The RLRs share a common DExD/H helicase with ATPase activity. Previous studies showed that the C-terminal domain of paramyxovirus V proteins binds to MDA5 and inhibits MDA5 activation[65]. A crystal structure of parainfluenza virus 5 (PIV5) V in complex with MDA5 demonstrated that PIV V disrupts MDA5 function by inserting the β-hairpin in V CTD, unfolding the Hel2 core β sheet in MDA5, and displacing the MDA5 ATPase VI motif[66] (Figure 4D). RIG-I lacks two residues that are present in MDA5 that are important for mediating this interaction (Glu803 and Gly805) and thus PIV5 V does not bind to RIG-I or inhibit RIG-I activity, suggesting specific targeting of MDA5 by PIV. Interestingly, comparison of the full length structure of PIV5 V protein bound to a different host factor (DBB1) suggests that the PIV5 V protein has high structural plasticity; it can undergo a large structural change and utilize different structural elements that are context dependent[67].

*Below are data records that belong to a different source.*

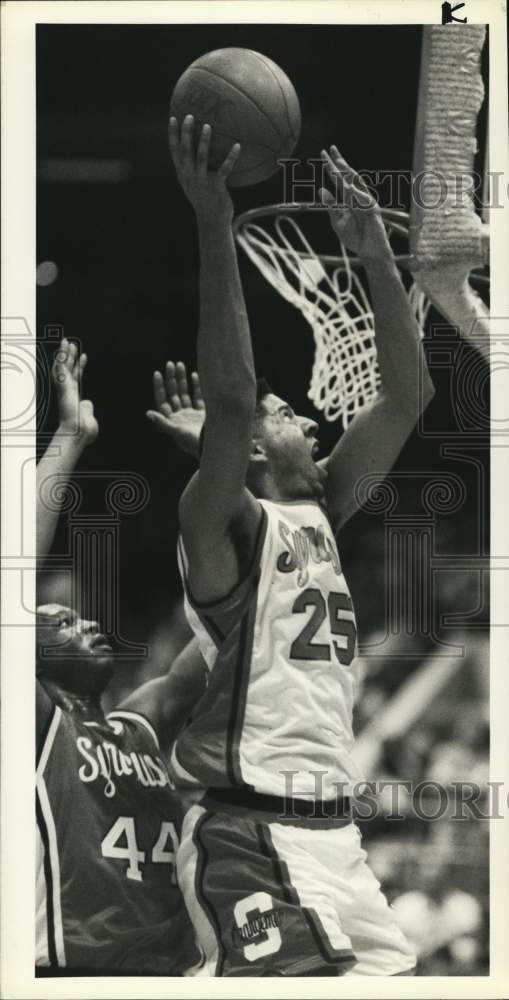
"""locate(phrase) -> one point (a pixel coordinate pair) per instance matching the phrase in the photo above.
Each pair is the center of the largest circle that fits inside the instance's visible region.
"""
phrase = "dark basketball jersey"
(108, 826)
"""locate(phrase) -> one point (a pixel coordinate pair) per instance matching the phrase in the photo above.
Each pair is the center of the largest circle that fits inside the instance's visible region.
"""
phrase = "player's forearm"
(54, 469)
(463, 308)
(225, 356)
(401, 359)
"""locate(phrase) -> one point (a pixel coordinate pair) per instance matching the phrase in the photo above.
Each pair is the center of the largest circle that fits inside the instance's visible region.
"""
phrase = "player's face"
(71, 651)
(291, 446)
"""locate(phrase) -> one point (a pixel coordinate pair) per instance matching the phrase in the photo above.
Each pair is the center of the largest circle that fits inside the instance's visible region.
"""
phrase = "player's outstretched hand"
(206, 189)
(354, 213)
(76, 415)
(179, 411)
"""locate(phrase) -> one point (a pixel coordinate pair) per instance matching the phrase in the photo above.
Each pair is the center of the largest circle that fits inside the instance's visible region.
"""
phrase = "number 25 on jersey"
(303, 647)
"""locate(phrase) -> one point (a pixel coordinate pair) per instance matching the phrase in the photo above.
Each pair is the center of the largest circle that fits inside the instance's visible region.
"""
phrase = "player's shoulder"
(133, 724)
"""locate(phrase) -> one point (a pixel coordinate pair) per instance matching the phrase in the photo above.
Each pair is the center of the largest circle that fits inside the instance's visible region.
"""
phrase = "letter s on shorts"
(246, 911)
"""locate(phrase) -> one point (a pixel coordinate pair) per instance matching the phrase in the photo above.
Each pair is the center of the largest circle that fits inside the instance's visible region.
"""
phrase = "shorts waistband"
(308, 812)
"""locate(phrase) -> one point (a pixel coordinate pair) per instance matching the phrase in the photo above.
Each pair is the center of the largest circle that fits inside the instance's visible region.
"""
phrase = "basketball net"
(330, 295)
(445, 235)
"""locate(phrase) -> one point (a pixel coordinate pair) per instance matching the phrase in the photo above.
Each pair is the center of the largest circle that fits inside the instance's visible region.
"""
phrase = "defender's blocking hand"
(354, 213)
(206, 189)
(179, 410)
(76, 415)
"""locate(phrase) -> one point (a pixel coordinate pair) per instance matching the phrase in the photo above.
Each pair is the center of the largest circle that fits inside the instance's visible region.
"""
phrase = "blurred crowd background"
(116, 228)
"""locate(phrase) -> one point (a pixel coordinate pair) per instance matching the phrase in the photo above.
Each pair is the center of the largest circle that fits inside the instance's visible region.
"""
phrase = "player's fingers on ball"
(80, 367)
(197, 393)
(341, 163)
(332, 170)
(159, 389)
(72, 355)
(202, 153)
(182, 386)
(59, 372)
(327, 198)
(170, 381)
(228, 164)
(157, 420)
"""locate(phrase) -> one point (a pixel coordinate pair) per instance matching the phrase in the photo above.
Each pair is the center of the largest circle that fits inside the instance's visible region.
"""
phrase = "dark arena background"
(112, 218)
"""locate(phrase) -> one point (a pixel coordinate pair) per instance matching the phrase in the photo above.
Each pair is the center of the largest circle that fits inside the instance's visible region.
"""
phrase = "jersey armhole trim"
(218, 605)
(136, 717)
(48, 740)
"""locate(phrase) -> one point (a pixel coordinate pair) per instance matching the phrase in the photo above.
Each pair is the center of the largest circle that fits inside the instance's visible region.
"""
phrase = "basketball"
(246, 98)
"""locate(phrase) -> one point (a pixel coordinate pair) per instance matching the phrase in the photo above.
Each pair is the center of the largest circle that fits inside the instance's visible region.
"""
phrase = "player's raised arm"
(376, 435)
(77, 428)
(167, 701)
(216, 498)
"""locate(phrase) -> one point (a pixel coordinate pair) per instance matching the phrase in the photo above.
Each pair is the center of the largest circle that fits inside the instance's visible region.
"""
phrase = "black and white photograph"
(254, 435)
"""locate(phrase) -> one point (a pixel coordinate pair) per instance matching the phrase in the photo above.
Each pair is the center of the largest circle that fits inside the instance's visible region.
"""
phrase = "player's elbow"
(236, 400)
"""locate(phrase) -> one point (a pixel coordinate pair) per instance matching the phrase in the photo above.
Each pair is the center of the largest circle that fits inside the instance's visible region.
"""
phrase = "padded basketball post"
(443, 223)
(447, 237)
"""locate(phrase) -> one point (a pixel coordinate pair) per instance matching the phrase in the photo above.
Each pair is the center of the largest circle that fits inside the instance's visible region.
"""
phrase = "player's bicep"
(168, 701)
(370, 445)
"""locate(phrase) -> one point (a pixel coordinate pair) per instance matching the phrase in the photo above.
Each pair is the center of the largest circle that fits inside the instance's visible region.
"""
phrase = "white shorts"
(268, 898)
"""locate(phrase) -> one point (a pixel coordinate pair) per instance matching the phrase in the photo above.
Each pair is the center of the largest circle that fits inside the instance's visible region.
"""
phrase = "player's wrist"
(214, 222)
(379, 259)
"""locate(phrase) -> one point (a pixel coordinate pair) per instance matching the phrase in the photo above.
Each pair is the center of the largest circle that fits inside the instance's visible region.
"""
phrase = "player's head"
(285, 448)
(70, 652)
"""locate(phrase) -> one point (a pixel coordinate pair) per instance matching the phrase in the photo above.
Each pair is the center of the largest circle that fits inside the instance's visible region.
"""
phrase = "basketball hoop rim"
(396, 219)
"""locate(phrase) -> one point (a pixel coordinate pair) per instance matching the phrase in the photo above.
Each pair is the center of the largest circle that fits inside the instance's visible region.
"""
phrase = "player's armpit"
(219, 530)
(371, 444)
(168, 701)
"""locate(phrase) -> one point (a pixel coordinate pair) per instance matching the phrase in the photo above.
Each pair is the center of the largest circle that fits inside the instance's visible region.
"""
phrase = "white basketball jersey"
(277, 713)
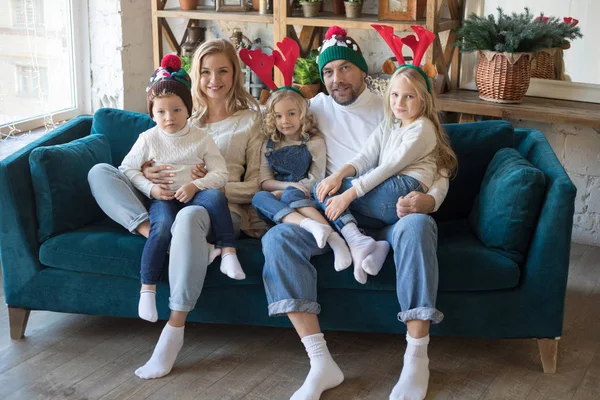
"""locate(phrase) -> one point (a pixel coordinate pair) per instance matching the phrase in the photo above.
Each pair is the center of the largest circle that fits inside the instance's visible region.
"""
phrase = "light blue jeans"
(188, 255)
(291, 280)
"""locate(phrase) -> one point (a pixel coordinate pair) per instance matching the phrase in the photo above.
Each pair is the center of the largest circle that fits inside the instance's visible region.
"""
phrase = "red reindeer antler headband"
(284, 60)
(419, 47)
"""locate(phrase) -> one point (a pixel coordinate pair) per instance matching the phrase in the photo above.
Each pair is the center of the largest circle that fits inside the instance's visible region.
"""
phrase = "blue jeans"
(162, 217)
(270, 209)
(378, 205)
(291, 280)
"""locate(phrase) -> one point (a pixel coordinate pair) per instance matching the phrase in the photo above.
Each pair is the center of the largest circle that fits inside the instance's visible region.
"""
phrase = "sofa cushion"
(505, 212)
(122, 129)
(475, 145)
(106, 248)
(63, 198)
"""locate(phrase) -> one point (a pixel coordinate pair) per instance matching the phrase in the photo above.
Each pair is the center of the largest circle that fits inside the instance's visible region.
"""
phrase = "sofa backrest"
(475, 145)
(122, 129)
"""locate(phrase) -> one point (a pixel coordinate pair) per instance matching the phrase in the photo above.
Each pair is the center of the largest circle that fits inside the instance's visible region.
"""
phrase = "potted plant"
(353, 8)
(306, 75)
(311, 8)
(548, 63)
(505, 44)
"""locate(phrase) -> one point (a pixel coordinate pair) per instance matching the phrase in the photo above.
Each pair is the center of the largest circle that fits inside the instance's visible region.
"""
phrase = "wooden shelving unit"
(284, 19)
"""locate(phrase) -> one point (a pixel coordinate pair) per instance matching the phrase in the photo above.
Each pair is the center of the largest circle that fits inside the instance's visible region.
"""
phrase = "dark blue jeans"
(272, 210)
(162, 216)
(377, 208)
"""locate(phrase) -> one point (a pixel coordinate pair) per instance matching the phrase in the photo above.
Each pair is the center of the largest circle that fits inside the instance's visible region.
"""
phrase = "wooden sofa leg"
(549, 354)
(17, 318)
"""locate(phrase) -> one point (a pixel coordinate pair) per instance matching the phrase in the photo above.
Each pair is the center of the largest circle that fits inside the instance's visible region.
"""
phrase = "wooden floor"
(85, 357)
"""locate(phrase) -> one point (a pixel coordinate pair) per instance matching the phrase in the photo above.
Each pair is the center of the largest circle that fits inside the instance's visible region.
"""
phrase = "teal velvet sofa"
(503, 247)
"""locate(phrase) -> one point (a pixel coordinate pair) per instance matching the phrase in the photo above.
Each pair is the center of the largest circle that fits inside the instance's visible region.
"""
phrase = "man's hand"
(199, 171)
(157, 175)
(185, 193)
(415, 202)
(328, 186)
(161, 192)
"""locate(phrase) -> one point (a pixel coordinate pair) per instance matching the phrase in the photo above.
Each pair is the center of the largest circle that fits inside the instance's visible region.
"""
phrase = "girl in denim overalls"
(293, 160)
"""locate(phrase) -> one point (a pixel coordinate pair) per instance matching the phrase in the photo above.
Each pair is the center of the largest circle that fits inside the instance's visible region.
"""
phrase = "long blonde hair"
(445, 158)
(308, 125)
(237, 98)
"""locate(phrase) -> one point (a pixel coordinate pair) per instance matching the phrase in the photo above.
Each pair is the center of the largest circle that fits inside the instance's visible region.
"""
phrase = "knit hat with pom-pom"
(338, 46)
(170, 78)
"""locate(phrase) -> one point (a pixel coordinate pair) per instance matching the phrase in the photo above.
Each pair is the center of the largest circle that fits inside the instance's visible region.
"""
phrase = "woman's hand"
(157, 175)
(336, 205)
(199, 171)
(185, 193)
(162, 192)
(329, 186)
(415, 202)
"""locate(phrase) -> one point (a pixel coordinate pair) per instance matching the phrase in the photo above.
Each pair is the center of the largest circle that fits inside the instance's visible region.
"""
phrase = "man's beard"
(351, 99)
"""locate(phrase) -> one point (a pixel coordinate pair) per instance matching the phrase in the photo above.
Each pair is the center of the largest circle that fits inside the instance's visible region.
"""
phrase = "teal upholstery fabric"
(63, 197)
(121, 128)
(506, 210)
(475, 145)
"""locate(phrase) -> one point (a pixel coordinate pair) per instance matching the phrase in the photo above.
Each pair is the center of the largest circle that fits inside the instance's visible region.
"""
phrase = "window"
(32, 82)
(44, 62)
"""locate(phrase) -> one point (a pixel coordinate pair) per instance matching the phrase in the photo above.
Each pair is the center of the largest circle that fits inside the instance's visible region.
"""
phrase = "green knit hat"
(338, 46)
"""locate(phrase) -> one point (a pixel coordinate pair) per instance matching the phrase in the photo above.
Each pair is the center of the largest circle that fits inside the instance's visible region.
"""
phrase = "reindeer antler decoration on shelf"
(284, 59)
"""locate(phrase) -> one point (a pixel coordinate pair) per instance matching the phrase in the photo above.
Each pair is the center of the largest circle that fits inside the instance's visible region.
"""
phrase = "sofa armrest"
(19, 247)
(547, 264)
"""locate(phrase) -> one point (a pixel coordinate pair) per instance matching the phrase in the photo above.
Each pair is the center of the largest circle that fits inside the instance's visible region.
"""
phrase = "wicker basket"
(311, 9)
(542, 65)
(501, 80)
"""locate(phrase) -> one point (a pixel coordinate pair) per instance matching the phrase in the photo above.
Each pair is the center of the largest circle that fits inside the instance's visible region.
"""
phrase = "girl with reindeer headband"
(293, 156)
(407, 152)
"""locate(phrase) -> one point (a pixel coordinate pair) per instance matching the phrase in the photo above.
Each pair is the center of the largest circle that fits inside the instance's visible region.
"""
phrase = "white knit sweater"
(404, 150)
(182, 150)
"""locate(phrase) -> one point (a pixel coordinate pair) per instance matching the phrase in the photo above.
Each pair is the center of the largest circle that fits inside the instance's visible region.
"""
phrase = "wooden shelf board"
(531, 108)
(212, 15)
(327, 19)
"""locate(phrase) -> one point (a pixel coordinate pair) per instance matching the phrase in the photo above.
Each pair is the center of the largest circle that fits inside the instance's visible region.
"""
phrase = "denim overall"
(289, 164)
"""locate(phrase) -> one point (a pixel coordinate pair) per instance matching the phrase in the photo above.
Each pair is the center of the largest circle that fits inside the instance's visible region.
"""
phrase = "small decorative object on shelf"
(311, 8)
(188, 4)
(306, 75)
(548, 63)
(230, 5)
(353, 8)
(505, 44)
(402, 10)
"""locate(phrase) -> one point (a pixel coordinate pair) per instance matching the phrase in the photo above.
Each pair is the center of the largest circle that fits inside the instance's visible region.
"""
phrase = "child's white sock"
(374, 261)
(320, 231)
(213, 252)
(341, 252)
(360, 247)
(324, 372)
(164, 355)
(414, 378)
(231, 267)
(147, 306)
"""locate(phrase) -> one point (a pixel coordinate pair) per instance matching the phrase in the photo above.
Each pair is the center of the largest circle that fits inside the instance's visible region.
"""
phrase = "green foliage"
(306, 71)
(513, 33)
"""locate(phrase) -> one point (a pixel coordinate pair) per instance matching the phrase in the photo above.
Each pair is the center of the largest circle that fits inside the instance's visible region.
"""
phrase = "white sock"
(213, 252)
(164, 355)
(360, 247)
(147, 306)
(320, 231)
(341, 252)
(374, 261)
(231, 267)
(324, 372)
(414, 378)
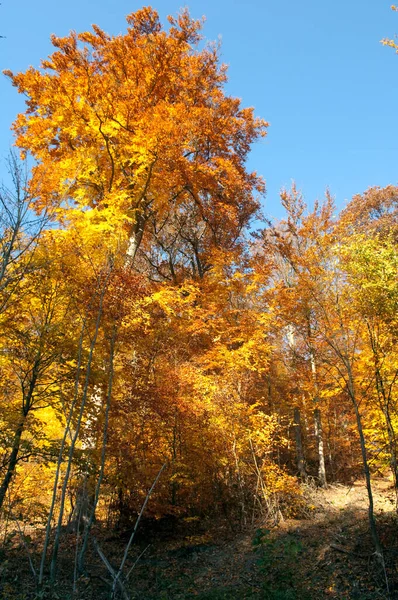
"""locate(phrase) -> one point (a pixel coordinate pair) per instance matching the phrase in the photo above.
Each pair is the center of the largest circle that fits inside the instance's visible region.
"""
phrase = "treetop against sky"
(316, 72)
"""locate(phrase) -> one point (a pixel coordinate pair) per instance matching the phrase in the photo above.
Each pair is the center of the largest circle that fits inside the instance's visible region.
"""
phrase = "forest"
(172, 360)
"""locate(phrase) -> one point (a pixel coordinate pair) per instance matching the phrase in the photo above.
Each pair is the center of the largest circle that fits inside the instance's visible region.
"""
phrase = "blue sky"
(315, 70)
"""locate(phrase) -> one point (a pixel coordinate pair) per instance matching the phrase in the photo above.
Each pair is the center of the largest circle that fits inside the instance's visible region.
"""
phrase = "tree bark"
(299, 445)
(321, 454)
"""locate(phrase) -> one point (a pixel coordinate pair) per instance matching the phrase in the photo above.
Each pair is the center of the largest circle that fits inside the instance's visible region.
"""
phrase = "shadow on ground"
(328, 555)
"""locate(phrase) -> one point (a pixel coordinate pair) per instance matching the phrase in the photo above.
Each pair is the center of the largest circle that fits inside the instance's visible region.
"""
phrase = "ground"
(327, 554)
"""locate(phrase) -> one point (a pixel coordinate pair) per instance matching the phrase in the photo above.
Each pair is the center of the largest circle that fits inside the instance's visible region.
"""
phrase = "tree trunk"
(299, 445)
(13, 460)
(321, 455)
(372, 520)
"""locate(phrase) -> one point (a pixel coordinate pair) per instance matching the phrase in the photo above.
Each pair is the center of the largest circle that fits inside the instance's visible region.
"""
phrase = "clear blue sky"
(315, 70)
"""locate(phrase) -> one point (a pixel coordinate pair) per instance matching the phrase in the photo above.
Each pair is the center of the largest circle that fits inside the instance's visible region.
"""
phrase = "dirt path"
(329, 555)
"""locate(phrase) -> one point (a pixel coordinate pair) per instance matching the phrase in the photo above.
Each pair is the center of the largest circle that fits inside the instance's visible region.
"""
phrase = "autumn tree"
(138, 129)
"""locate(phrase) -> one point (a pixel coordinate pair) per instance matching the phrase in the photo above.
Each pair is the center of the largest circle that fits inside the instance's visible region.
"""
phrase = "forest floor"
(328, 554)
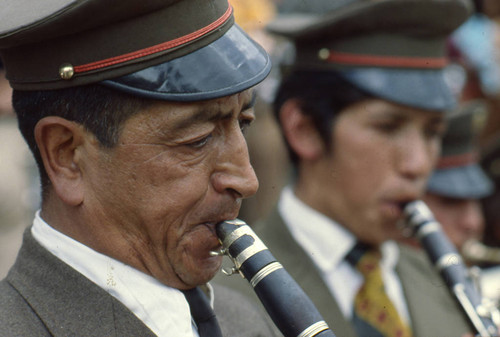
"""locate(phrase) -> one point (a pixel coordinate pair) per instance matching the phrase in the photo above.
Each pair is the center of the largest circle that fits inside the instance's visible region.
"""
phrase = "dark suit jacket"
(433, 311)
(43, 296)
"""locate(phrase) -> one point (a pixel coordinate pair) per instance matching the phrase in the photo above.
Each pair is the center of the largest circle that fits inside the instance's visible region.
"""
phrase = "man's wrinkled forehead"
(183, 115)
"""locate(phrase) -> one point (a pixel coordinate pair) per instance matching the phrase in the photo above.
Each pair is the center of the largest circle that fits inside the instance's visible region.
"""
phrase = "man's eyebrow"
(210, 114)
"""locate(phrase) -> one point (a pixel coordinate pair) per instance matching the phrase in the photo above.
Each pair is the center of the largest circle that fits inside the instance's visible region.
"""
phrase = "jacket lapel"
(285, 249)
(68, 303)
(433, 311)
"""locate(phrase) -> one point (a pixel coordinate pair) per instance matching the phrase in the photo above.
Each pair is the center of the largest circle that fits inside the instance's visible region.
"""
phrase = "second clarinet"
(483, 316)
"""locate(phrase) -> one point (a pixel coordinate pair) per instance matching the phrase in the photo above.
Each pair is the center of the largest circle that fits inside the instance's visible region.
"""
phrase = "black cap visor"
(229, 65)
(421, 89)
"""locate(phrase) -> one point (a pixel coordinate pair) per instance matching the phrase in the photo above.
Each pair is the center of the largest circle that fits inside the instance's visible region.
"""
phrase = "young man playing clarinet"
(362, 110)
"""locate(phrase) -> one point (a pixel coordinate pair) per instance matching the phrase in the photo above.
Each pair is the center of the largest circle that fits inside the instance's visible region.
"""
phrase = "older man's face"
(177, 170)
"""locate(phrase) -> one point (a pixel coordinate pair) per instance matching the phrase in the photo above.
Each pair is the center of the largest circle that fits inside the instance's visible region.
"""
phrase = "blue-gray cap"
(458, 173)
(182, 50)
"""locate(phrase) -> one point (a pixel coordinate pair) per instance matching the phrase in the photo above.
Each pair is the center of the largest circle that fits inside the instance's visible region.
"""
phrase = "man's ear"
(300, 131)
(58, 140)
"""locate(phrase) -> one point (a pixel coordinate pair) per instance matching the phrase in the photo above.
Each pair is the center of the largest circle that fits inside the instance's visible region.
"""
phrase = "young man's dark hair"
(321, 96)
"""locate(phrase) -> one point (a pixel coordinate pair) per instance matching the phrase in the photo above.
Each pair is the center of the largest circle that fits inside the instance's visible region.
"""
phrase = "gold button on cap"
(324, 54)
(66, 71)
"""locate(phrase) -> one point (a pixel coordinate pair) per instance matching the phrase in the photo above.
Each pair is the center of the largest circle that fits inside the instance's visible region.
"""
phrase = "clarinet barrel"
(286, 303)
(483, 316)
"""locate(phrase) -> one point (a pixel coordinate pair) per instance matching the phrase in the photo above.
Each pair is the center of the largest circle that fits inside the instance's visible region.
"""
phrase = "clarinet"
(286, 303)
(421, 223)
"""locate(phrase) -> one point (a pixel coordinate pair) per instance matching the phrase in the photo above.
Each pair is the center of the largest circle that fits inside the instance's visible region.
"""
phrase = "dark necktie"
(374, 314)
(202, 313)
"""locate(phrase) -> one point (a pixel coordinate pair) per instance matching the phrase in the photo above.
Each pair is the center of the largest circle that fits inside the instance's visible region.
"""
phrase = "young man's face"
(381, 156)
(177, 170)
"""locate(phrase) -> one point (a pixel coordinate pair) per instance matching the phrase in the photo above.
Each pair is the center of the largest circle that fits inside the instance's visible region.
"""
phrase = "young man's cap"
(458, 173)
(182, 50)
(393, 49)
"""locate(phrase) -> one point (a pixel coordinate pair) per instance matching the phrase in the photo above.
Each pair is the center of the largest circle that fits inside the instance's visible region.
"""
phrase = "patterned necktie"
(374, 313)
(202, 313)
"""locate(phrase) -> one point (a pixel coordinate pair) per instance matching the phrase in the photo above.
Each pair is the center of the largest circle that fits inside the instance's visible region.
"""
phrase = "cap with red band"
(64, 43)
(392, 49)
(458, 174)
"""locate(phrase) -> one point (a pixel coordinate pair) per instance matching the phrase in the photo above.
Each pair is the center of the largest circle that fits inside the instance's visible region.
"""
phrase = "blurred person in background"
(458, 183)
(18, 180)
(362, 110)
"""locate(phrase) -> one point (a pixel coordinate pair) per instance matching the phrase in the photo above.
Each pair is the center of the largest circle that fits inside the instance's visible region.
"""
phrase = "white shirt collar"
(163, 309)
(317, 238)
(314, 231)
(327, 243)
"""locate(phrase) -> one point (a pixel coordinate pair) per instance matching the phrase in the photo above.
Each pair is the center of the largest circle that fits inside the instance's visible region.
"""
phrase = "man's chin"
(206, 271)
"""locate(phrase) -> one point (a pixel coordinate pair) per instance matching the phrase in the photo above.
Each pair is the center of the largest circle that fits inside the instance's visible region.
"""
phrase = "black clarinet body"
(286, 303)
(444, 256)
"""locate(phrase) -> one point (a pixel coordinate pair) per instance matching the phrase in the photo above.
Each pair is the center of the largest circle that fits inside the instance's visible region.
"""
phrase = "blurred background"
(474, 72)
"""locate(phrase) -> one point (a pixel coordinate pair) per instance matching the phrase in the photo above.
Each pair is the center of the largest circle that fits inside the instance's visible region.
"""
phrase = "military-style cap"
(393, 49)
(458, 173)
(183, 50)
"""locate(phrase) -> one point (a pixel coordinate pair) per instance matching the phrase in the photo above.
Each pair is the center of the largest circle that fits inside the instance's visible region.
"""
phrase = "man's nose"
(417, 156)
(234, 173)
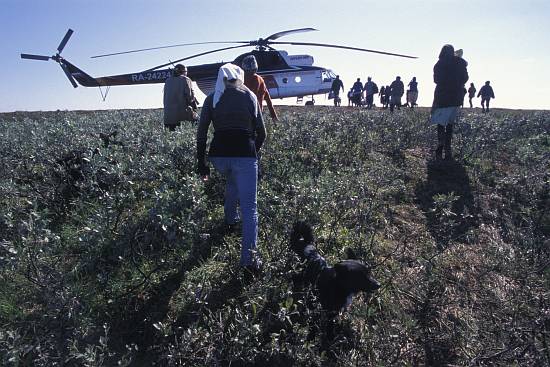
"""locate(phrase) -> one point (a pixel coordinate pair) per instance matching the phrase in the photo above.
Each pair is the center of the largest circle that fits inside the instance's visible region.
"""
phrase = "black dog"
(336, 284)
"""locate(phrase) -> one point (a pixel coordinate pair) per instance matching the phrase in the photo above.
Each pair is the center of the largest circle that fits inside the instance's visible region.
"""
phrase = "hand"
(203, 170)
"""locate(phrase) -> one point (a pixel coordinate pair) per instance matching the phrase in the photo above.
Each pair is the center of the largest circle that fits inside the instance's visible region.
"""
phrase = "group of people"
(390, 95)
(486, 93)
(234, 110)
(180, 103)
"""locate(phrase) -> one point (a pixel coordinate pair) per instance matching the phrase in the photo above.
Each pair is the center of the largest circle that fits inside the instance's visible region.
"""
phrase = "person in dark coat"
(382, 95)
(335, 89)
(239, 134)
(486, 93)
(179, 99)
(397, 89)
(471, 94)
(450, 76)
(357, 92)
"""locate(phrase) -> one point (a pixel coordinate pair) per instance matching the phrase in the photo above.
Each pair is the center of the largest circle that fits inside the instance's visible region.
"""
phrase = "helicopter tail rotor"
(57, 57)
(35, 57)
(64, 40)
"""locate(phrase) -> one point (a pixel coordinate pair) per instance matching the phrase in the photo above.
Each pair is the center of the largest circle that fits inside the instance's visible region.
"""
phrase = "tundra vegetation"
(113, 251)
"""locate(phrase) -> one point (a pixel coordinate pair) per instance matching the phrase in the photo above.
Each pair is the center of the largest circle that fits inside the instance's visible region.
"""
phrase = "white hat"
(227, 72)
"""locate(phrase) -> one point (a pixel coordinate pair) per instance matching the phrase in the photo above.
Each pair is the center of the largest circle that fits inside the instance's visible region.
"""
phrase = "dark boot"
(440, 142)
(448, 138)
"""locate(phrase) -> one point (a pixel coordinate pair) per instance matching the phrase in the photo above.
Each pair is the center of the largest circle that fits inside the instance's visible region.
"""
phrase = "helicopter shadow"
(447, 201)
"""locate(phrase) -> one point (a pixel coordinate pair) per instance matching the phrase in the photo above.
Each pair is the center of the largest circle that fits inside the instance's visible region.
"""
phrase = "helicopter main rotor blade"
(341, 47)
(69, 76)
(290, 31)
(35, 57)
(167, 46)
(64, 40)
(197, 55)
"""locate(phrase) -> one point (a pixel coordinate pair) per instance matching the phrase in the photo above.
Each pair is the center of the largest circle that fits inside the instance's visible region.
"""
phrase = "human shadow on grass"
(447, 201)
(448, 204)
(136, 323)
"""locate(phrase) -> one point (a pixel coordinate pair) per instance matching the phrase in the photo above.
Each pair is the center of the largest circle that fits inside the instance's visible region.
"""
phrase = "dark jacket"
(238, 125)
(450, 75)
(486, 92)
(336, 85)
(397, 88)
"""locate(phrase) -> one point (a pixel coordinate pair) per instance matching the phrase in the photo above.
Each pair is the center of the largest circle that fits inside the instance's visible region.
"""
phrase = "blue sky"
(503, 41)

Double stranded RNA (dsRNA) binding domain containing proteins, such as protein kinase R activator (PACT), can enhance RIG-I activity[68, 69]. PACT is a host adaptor protein containing three double stranded RNA binding domains (dsRBDs) and appears to promote IFN-α/β responses to viral infection and to dsRNA mediated through interactions with the CTD of RIG-I, which stimulates RIG-I ATPase activity and signaling[69]. Furthermore, there is substantial reduction of IFN-β production in PACT-depleted cells. Subsequent studies suggest that RIG-I ATPase activity helps distinguish self vs. non-self RNAs and prevent unintentional signaling[70]. However, the mechanism by which PACT activates RIG-I remains undefined and it remains unclear whether dsRNA binding is required to mediate the interaction between PACT and RIG-I.

The Ebola virus VP35 cofactor targets PACT-mediated activation of RIG-I signaling[71]. Binding of VP35 to PACT prevents PACT interaction with RIG-I and inhibits RIG-I ATPase activity in a dose dependent manner. Furthermore, residues in VP35 that are important for binding to dsRNA are also important for PACT interaction as mutation of these residues (Arg312Ala, Phe239Ala, and Lys319Ala/Arg322Ala) reduces the ability of VP35 to inhibit PACT activation of RIG-I signaling.

Future Perspective

RIG-I and MDA5 are critical cellular sentinels of viral pathogens, distinguishing molecular patterns of self from non-self. They are complex multidomain molecules that are regulated at many levels, such as autoinhibition, phosphorylation, ubiquitination, acetylation[72, 73], and interaction with regulatory factors, which also includes LGP2. What is becoming apparent is that for every regulatory layer that RLRs evolved to develop a high tolerance of self and to prevent inappropriate activation of RLRs, NNSVs have developed different strategies to target and antagonize RLRs, sometimes in a seemingly redundant manner. Further studies directed towards uncovering these regulatory mechanisms across the different NNSVs will be important to facilitate future therapeutic development to regulate autoimmunity or to control a subset of viral infections. Additionally, these studies can uncover new ligands that can provide the basis to develop potential adjuvants that activate innate immune responses to infections.